アチラは椅子からゆっくりと立ち上がる。そして、椅子に預けていた大鎌を手にした。
少女が、小さく悲鳴を上げる。
「……ひっ!」
「……どうしても評価や反応が欲しかったなら、自分の力で、自分の投稿で認めて貰うべきだ。人のものを利用することなく。それが分からなかったから、てめえはここにいる」
――そう、第五階層を任せられている、アチラの元に。
アチラはさらに続けた。
「最初は何でかなあと不思議だった。だけど、てめえと話をしてようやく理解できたよ。……てめえには、行かなければいけない場所がある」
アチラは手にした大鎌を構え、鋭く閃かせたのであった――。
Ⅳ
少女を「奈落」に行かせ、情報屋もとい情報管理部にメールを送ると、アチラは自身の椅子にドカリと腰掛けた。そう疲れたわけではないのに、力が抜けていく。深く深くため息をつき、何もない天井を見上げた。
「……困ったご時世だねえ。まさか、あんな少女までもが俺の元に来るようになったとは」
自分は間違っていない、そのスタンスがアチラの元へと行かされたのだろう。まあ、それだけではなく「無断転載」のこともあったからだからだと思うが。それに、SNSに関してはもっと酷いものもある。
アチラからすれば、今回の件はそう大したことはない。アチラが普段相手にしているのは、誹謗中傷などの心にくるものだからだ。だが、今回の件でも、実際に苦しんでいる者が存在している。
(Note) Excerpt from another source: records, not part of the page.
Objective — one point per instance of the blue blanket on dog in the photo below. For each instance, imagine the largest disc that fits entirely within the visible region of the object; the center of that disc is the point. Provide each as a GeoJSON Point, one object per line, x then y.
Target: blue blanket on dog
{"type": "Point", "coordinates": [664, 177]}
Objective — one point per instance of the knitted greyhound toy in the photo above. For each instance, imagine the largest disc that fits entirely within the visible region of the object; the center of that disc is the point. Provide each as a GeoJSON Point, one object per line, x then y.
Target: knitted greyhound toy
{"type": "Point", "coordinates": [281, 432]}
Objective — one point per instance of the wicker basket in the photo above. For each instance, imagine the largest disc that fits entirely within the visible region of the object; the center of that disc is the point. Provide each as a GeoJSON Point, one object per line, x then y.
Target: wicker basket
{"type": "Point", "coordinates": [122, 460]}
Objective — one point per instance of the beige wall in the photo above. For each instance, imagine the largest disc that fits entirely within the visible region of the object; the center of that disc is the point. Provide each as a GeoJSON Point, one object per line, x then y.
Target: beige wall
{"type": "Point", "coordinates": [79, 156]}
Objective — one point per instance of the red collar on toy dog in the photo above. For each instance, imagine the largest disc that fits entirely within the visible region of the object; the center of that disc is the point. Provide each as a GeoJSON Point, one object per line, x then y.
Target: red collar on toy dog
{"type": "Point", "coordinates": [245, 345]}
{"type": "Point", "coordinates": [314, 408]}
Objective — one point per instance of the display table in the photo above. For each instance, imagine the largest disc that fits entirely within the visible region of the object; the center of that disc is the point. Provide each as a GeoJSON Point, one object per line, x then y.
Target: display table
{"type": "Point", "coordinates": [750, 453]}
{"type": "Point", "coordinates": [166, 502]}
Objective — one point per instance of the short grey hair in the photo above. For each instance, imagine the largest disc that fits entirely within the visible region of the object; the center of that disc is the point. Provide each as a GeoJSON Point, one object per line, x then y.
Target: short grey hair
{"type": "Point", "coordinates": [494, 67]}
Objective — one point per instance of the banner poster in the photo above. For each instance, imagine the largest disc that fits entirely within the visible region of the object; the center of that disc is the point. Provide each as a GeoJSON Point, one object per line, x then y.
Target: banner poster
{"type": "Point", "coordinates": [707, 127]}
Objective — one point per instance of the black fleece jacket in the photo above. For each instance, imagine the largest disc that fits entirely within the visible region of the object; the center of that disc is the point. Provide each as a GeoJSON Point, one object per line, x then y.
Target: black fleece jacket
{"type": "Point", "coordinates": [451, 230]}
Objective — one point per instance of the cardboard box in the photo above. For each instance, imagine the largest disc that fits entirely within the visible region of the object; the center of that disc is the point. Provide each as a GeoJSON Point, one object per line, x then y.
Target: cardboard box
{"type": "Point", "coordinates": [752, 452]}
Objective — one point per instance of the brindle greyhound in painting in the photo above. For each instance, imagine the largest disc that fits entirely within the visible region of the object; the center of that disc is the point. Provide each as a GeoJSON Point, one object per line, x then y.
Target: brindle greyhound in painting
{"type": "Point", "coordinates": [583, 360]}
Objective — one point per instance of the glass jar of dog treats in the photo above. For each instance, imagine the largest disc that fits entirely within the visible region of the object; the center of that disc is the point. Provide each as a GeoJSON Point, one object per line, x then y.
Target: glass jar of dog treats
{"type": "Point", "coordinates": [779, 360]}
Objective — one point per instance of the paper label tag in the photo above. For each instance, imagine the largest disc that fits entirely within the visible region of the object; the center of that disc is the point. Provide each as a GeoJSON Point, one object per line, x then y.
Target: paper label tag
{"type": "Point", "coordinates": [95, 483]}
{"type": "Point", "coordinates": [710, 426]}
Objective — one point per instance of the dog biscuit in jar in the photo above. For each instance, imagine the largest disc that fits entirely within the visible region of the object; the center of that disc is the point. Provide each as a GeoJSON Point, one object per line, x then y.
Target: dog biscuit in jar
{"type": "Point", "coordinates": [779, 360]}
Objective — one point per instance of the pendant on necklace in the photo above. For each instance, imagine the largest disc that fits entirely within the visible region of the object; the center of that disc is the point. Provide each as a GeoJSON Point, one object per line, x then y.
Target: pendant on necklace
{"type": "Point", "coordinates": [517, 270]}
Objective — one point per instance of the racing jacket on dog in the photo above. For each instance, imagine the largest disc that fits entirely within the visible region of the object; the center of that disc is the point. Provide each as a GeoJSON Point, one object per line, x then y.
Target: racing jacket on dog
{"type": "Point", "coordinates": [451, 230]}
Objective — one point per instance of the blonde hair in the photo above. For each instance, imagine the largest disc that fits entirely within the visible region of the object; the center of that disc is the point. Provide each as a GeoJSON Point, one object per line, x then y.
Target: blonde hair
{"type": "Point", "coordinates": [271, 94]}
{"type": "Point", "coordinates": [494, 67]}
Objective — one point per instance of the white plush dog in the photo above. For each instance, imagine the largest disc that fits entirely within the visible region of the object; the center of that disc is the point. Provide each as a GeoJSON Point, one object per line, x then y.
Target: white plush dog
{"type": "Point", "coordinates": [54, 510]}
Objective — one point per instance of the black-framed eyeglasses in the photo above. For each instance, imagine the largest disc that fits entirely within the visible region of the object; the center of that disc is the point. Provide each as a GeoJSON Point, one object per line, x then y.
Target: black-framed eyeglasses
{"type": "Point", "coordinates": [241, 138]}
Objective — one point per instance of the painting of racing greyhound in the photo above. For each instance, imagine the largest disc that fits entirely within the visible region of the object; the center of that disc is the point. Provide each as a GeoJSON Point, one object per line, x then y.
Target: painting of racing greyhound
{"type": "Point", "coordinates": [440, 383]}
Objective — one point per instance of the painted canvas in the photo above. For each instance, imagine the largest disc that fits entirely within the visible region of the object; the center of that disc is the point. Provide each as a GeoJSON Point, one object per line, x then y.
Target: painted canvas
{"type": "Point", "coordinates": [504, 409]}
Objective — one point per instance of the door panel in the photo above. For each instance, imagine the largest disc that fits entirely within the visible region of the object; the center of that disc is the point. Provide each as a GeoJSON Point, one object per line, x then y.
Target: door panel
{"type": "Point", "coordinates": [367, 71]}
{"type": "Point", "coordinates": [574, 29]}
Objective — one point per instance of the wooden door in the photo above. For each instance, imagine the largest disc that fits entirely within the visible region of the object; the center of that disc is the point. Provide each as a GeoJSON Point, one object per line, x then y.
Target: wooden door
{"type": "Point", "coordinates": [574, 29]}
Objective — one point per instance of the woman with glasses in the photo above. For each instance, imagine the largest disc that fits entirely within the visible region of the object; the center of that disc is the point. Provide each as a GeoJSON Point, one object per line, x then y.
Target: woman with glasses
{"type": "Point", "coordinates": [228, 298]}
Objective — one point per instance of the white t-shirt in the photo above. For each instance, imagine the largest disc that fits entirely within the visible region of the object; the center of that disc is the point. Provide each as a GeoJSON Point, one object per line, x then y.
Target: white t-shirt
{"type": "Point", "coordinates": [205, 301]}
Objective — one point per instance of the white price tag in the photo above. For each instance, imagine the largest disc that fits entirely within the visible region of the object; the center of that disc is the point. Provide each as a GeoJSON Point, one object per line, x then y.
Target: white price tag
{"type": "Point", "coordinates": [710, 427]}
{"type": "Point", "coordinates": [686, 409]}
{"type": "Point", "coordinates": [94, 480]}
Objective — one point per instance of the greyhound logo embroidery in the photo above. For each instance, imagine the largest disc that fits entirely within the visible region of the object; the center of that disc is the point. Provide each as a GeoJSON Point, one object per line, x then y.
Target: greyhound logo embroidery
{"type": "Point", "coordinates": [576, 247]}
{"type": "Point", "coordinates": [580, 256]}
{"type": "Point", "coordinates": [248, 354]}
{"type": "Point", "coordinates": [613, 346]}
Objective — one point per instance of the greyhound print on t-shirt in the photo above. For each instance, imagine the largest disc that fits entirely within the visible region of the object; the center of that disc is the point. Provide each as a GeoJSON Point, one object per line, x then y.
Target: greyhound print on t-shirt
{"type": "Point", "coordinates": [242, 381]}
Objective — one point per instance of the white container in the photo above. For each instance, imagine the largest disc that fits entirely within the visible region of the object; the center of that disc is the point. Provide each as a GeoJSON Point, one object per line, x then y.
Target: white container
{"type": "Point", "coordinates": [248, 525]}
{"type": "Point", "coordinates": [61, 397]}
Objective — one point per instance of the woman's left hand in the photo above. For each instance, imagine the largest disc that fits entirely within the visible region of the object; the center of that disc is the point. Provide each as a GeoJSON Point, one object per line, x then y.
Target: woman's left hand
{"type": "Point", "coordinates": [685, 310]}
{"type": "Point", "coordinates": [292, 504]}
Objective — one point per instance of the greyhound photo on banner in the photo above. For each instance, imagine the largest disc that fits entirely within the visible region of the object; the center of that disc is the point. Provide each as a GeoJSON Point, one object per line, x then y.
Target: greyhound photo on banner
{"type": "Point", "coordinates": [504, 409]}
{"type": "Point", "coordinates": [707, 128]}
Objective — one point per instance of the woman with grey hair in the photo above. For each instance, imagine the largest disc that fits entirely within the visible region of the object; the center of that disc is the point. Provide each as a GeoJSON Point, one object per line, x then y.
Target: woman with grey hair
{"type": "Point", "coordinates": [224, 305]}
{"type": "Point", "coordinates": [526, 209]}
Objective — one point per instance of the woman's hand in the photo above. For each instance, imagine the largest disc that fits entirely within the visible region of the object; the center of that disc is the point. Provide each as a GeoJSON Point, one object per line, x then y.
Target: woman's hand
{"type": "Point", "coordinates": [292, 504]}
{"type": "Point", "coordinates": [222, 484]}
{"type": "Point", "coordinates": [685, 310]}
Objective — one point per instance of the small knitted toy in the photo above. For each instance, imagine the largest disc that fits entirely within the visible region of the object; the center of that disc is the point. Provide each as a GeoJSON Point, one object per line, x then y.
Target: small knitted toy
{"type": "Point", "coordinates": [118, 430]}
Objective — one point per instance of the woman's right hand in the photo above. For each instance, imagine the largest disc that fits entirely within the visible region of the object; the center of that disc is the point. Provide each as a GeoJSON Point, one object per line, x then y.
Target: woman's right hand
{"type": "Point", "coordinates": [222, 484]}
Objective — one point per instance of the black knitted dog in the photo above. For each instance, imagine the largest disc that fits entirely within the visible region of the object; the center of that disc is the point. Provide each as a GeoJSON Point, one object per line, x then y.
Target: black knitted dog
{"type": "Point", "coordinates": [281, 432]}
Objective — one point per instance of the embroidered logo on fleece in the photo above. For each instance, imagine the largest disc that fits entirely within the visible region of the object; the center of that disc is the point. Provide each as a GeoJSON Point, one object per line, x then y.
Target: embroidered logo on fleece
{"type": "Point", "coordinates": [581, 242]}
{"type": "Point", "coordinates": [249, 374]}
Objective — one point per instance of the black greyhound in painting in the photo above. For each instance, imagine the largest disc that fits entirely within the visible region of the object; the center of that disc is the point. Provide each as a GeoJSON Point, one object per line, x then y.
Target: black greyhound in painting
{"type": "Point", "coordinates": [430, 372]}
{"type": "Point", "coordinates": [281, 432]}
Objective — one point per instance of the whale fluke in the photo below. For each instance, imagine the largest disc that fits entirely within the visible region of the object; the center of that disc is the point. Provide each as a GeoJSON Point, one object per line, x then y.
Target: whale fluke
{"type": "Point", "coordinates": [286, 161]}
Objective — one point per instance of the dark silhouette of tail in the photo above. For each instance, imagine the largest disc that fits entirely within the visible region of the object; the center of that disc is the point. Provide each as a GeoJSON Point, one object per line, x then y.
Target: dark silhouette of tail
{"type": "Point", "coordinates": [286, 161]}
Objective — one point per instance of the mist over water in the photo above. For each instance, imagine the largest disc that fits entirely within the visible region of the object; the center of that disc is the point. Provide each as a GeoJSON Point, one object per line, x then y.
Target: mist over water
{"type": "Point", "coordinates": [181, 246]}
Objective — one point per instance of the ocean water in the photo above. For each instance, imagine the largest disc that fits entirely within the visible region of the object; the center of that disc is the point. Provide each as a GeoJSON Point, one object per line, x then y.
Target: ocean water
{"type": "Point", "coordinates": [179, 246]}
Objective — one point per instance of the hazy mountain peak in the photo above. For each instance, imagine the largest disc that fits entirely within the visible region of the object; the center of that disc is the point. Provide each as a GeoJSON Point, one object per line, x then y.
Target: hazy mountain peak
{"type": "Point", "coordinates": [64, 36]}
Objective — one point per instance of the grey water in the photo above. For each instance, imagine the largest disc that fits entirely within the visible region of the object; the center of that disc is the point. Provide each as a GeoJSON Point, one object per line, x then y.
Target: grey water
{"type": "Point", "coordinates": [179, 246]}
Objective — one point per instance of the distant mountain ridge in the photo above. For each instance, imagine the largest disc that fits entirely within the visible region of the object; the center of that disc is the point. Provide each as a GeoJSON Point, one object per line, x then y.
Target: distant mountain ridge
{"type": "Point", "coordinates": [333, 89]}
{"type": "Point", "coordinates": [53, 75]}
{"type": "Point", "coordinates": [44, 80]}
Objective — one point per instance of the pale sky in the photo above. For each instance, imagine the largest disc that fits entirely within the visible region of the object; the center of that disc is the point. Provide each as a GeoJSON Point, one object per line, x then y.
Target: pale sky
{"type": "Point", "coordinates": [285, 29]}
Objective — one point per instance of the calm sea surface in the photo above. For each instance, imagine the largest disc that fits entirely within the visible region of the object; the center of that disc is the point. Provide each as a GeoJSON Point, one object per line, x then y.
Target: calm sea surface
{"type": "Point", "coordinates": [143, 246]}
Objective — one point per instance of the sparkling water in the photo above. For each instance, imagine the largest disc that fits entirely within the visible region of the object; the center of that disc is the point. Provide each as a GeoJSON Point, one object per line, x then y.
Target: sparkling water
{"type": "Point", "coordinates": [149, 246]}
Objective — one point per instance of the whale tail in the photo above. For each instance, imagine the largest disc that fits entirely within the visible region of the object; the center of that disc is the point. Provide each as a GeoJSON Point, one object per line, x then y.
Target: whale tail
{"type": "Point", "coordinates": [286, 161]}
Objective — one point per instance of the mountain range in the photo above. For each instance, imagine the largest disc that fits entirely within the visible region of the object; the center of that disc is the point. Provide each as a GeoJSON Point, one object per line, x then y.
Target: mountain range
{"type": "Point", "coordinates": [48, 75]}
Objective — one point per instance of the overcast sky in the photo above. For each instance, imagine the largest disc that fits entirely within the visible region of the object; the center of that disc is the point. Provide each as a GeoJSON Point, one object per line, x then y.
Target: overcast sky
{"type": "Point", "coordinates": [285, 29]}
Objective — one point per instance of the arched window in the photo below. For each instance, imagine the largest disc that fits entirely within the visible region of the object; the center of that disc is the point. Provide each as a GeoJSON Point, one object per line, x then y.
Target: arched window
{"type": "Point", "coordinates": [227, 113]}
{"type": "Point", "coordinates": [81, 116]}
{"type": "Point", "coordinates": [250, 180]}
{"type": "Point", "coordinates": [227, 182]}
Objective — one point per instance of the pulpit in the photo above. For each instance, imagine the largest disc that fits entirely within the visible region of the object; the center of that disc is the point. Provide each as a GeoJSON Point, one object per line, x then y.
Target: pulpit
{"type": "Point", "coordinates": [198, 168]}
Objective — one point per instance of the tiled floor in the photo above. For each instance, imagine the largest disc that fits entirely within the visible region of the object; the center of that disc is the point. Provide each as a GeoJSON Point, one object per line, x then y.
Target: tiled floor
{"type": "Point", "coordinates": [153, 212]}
「……必死に努力して描いたものが、知らない奴に使われているなんて、許せないよねえ」
アチラが思い浮かべるのは、著作者のことで。
きっと絵を描くのに、必死に努力して、必死に時間をかけて、必死に納得のいくものを描いたに違いない。
だが、それが気に入られたからと言って、別のものに勝手に使われて、勝手に掲載されて、勝手に栄光を取られてしまっては、たまったものじゃないだろう。
……俺たちができるのは、その行動を見た瞬間に止めることじゃない。行ってきた行動を悔い改めさせること。そして、転生に繋げること。著作者には申し訳ないけど、それ以上のことはできない。
アチラはやれやれと首を振る。
「使い方を間違えなければ、もっと良いものとなるだろうに」
最近聞いた話では、何でも動画として撮られ、証拠として写真に残され、それが投稿される。そして、炎上する事態にもなるらしい。
確かに、動画も写真も証拠にはなるけど、ねえ……。
アチラは右腕を自身の目元に置き、独り言を告げる。
「……まあ、俺の知ったことではないけど。審判する者としては、あまり嫌な使い方はしないで欲しいところかなあ」
アチラは椅子にしばらく力無く沈み込み、休憩が取れたら立ち上がった。自分と先ほどまで使っていたもう一つの椅子を立ち上がると、大鎌を担ぎ上げて歩き始める。
まだ、仕事は終わっていない。
まだ、次の転生者が第二の人生を待っている。
まだ、何も終わっていない――。
アチラは気持ちを切り替える。
次の転生者と、しっかり向き合わなければいけないのだから――。